Related articles |
---|
Introducing new operators (was: Re: Scientists as Programmers) fjh@munta.cs.mu.OZ.AU (1992-09-08) |
Re: Introducing new operators (was: Re: Scientists as Programmers) drw@euclid.mit.edu (1992-09-11) |
Re: Introducing new operators (was: Re: Scientists as Programmers) kers@otter.hpl.hp.com (1992-09-11) |
Newsgroups: | comp.compilers |
From: | drw@euclid.mit.edu (Dale R. Worley) |
Organization: | MIT Dept. of Tetrapilotomy, Cambridge, MA, USA |
Date: | Fri, 11 Sep 1992 18:11:33 GMT |
Followup-To: | comp.compilers |
References: | <1992Sep3.112944.20996@dbsun.uucp> 92-09-053 |
Keywords: | parse, design, algol68 |
fjh@munta.cs.mu.OZ.AU (Fergus James HENDERSON) writes:
>If your compiler uses ANY kind of table-driven parsing scheme, it is
>next to impossible to allow programmer-defined operators. ...

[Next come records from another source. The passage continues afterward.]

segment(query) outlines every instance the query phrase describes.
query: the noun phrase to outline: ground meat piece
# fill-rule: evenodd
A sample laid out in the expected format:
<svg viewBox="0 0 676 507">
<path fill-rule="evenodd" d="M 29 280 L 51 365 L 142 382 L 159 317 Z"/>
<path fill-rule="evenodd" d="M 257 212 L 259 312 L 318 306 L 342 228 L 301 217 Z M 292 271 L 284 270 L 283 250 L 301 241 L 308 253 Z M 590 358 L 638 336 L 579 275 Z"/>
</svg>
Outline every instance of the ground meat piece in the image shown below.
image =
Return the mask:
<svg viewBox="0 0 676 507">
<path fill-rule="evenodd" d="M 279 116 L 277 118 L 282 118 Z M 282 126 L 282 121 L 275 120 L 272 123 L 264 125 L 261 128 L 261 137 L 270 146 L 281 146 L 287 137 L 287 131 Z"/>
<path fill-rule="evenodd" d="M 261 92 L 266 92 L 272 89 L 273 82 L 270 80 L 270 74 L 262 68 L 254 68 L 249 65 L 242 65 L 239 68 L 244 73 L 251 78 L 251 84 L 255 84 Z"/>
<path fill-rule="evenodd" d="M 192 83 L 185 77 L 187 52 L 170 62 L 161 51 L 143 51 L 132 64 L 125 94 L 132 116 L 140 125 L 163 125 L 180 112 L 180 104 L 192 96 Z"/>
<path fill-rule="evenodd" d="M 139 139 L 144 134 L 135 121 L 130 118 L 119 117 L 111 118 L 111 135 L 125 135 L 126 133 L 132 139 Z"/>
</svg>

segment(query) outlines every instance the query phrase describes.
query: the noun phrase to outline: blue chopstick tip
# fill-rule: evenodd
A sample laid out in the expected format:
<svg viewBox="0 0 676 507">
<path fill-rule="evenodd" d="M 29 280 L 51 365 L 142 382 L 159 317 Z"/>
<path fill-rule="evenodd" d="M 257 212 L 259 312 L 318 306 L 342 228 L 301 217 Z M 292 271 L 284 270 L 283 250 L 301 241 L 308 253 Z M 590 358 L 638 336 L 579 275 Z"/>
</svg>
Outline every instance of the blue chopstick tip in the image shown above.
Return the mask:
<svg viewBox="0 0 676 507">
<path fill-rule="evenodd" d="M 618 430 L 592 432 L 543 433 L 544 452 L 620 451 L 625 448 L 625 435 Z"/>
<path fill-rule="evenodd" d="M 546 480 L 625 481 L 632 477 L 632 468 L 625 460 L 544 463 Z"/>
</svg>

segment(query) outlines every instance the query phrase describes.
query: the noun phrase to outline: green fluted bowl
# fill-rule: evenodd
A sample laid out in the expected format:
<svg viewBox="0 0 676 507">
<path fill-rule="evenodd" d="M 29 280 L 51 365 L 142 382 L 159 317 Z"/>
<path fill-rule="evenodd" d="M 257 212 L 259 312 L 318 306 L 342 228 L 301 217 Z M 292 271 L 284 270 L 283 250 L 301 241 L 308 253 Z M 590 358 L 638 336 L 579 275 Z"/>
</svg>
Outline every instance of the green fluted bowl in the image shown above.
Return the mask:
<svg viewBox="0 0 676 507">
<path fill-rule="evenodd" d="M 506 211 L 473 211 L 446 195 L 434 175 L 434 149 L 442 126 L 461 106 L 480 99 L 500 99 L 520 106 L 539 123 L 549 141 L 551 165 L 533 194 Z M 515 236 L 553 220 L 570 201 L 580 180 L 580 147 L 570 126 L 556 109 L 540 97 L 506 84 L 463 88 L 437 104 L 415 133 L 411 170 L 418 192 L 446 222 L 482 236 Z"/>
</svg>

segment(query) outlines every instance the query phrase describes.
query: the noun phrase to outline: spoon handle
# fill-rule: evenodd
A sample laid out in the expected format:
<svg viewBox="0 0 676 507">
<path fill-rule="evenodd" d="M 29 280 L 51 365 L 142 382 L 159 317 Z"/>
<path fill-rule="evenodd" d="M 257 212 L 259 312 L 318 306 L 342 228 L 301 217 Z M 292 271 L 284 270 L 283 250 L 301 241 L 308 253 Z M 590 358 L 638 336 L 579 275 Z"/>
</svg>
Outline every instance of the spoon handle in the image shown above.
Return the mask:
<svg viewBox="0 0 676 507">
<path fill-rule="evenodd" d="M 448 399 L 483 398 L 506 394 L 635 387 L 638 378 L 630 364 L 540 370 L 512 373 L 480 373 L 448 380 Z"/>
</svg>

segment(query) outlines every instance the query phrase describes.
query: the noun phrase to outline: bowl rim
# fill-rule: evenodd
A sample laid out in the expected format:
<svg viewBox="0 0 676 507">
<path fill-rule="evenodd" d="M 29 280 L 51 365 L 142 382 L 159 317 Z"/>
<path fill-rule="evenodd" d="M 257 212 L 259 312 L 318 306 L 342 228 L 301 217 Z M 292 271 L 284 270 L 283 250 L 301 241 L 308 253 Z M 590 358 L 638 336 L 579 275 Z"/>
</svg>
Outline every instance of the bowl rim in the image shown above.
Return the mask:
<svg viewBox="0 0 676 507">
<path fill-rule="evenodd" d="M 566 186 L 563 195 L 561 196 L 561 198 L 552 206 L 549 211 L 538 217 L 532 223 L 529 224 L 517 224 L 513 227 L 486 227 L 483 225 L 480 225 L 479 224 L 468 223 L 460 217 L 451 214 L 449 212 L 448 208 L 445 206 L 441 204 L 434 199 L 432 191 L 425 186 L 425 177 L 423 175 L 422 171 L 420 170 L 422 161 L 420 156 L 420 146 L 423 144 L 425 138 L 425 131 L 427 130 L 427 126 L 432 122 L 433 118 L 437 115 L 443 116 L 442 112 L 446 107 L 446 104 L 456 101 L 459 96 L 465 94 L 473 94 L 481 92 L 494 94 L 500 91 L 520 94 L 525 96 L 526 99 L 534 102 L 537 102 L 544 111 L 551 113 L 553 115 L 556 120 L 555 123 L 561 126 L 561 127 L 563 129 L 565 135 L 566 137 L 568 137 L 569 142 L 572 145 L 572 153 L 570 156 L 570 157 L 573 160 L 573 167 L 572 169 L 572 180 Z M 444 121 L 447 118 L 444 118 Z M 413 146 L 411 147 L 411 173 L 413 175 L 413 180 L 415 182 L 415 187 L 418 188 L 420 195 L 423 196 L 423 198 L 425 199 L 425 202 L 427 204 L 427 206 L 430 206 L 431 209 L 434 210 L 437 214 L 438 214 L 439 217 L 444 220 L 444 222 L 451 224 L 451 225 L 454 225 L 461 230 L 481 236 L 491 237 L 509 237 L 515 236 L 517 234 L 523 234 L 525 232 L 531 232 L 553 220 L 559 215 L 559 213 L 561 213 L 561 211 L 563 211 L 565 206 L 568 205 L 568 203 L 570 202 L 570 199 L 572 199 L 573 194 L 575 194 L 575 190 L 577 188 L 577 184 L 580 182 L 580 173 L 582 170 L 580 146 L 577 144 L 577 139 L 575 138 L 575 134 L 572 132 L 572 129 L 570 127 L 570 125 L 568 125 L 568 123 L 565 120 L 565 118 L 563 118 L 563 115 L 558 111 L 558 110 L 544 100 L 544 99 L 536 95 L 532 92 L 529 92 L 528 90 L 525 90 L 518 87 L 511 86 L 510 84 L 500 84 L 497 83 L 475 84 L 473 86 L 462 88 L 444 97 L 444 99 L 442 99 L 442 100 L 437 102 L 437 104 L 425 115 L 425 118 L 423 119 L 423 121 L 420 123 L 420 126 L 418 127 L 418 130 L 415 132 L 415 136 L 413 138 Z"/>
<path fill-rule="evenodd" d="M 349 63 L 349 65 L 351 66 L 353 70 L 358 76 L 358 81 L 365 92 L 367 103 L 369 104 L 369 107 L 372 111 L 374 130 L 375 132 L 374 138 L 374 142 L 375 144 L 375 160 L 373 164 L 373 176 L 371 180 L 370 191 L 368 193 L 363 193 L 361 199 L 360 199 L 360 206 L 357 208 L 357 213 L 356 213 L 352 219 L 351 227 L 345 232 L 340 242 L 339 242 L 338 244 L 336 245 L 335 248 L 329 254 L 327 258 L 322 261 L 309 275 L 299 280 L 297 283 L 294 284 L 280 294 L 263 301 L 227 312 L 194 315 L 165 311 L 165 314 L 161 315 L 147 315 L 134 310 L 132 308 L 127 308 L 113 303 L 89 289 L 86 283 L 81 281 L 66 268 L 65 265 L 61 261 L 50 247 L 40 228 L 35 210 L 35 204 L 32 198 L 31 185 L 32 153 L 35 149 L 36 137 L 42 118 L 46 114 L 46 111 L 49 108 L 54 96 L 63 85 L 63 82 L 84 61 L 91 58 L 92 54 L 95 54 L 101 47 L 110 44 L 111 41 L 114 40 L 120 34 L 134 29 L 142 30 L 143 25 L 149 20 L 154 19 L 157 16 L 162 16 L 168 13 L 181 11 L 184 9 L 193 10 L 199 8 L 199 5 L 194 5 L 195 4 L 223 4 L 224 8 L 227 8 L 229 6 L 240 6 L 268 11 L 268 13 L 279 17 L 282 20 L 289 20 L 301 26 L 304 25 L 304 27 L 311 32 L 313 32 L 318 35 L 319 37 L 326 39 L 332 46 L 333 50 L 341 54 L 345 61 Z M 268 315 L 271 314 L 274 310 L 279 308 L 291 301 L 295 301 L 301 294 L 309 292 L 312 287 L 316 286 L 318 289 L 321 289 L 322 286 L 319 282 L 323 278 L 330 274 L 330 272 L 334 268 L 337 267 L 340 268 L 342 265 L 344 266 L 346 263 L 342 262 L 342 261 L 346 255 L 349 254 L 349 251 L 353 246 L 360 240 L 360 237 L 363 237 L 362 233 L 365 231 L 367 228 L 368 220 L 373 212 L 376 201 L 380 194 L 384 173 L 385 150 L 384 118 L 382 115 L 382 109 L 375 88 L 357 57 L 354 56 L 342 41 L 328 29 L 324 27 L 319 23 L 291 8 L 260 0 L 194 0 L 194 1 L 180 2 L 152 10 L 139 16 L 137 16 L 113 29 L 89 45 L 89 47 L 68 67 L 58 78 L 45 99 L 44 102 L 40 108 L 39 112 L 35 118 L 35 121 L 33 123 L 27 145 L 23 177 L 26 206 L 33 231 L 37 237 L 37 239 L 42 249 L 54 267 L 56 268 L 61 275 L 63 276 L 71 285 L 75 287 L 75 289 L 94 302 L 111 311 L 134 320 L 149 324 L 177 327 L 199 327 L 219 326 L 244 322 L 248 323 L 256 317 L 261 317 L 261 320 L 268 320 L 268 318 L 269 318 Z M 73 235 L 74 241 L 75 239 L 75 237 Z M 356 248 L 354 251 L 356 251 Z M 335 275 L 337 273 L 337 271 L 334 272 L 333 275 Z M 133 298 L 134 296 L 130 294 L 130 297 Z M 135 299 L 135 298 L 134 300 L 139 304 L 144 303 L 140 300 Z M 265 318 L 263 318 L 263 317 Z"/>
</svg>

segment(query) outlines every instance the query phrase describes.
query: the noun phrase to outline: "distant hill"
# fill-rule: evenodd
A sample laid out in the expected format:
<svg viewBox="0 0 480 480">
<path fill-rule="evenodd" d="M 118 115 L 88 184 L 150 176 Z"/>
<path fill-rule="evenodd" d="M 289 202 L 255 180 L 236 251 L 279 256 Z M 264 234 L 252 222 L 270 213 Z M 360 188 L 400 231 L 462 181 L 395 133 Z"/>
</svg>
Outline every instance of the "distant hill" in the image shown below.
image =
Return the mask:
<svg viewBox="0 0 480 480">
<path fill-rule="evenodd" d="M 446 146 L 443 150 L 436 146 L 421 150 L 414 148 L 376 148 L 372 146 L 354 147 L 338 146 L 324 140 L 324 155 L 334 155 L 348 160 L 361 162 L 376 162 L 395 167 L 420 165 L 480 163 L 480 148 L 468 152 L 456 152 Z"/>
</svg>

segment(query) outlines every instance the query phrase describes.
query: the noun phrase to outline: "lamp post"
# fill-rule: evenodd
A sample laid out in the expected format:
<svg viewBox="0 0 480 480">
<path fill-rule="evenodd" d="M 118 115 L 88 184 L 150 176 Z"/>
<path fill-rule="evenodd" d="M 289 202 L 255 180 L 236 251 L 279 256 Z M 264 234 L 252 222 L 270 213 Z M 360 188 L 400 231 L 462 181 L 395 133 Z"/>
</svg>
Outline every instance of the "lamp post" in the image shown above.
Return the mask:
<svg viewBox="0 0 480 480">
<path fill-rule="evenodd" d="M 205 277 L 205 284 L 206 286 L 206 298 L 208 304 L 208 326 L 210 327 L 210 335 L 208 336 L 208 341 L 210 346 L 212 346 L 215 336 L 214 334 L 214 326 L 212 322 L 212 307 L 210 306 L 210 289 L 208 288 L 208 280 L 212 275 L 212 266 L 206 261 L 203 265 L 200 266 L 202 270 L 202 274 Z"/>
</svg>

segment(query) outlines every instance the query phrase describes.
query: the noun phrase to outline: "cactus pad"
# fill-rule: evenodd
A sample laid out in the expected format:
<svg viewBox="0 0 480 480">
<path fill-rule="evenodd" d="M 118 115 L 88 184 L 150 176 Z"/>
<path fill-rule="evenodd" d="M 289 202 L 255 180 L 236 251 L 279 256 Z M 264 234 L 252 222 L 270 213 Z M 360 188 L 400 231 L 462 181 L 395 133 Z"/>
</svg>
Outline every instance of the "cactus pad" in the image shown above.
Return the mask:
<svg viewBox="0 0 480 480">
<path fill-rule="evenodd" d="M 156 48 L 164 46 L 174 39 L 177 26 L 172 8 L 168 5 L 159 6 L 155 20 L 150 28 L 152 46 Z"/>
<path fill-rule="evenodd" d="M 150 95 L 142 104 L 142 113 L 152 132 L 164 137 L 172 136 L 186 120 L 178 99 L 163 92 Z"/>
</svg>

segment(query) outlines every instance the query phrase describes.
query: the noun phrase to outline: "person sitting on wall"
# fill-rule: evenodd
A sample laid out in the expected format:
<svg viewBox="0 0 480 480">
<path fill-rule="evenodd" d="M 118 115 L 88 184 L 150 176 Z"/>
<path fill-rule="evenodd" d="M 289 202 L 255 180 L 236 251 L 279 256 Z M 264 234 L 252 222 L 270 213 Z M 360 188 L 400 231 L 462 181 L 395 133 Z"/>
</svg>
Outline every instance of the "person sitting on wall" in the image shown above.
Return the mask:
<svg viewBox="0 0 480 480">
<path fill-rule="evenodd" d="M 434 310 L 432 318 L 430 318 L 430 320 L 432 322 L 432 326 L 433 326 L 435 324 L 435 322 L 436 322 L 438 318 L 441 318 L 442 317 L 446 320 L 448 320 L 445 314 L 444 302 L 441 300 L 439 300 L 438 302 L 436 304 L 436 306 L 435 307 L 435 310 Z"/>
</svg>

I think that "next to impossible" is perhaps overstating the case a
little. If you have a small number of precedence levels (eg. Haskell has
only 10 or 16 I think), then it is quite possible to code up each of these
precedences as a production in the grammar.
Yes. I once wrote an Algol 68 front-end, and the scanner simply
translated all operators into one of 11 tokens (ten tokens for the ten
precedence levels of binary operators and one token for unary operators).
The tricky part was that Algol 68 allows one to use a user-defined
operator before declaring it, so you have to pre-scan the text to build
the part of the symbol table that defines the operator precedences, and
then on a second pass actually parse the expressions.